In my recent work I made a connection between the theory of self-dual quaternion random matrices and Riemann-Hilbert problems. As part of the background of this research, I needed to revisit the theory of self-dual quaternion random matrices, in particular the question how to make sense of the eigenvalues of such matrices. This is not entirely self-explanatory given quaternions do not commute. In this post I hope to give an accessible explanation of this.

First let us recall basic facts about quaternions.
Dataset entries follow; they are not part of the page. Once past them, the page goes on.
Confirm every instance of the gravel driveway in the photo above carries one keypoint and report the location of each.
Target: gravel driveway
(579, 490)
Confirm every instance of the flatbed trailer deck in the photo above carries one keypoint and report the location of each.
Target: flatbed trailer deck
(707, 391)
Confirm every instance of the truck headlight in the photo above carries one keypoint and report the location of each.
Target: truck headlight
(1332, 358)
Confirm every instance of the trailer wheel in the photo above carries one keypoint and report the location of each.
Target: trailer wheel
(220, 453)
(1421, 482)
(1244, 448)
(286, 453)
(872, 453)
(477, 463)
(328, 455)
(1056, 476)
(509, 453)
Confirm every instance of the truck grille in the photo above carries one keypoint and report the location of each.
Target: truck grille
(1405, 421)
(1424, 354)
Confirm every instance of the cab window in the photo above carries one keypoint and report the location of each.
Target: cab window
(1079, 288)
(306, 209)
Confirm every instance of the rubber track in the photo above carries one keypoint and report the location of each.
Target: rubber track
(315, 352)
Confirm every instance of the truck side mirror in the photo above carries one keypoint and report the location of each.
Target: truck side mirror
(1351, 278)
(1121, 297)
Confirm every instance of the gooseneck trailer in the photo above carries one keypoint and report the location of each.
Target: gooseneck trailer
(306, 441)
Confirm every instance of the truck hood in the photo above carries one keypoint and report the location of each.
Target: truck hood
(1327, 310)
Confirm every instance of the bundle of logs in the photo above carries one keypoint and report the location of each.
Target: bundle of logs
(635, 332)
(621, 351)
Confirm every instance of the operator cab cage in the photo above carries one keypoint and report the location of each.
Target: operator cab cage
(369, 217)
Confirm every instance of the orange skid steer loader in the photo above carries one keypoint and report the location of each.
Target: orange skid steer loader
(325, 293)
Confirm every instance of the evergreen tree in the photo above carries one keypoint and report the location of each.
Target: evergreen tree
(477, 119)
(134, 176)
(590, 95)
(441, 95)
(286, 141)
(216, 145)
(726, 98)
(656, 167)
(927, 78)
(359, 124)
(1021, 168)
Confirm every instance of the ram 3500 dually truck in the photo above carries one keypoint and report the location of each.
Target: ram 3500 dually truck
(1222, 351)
The algebra of quaternions \(\mathbb{H}\) is the real span of 4 linearly independent elements \(1, e_1, e_2, e_3\) with the relations

\[e_1^2 = e_2^2 = e_3^2 = -1\] \[e_1 e_2 = e_3 \quad \text{ etc. by cyclic permutations}\] \[e_i e_j = -e_j e_i \quad \text{ for } i \neq j\]

It is convenient to identify these with \(2 \times 2\) matrices

\[\begin{aligned}1 \simeq \mathbb{I} = \left( \begin{matrix} 1 & 0 \\ 0 & 1 \end{matrix} \right), & & e_1 \simeq \left( \begin{matrix} i & 0 \\ 0 & -i \end{matrix} \right) \\ e_2 \simeq \left( \begin{matrix} 0 & 1 \\ -1 & 0 \end{matrix} \right), & & e_3 \simeq \left( \begin{matrix} 0 & i \\ i & 0 \end{matrix} \right)\end{aligned}\]

In what follows it will be useful to complexify the quaternions \(\mathbb{H}_{\mathbb{C}}\) so that for \(Q \in \mathbb{H}_{\mathbb{C}}\)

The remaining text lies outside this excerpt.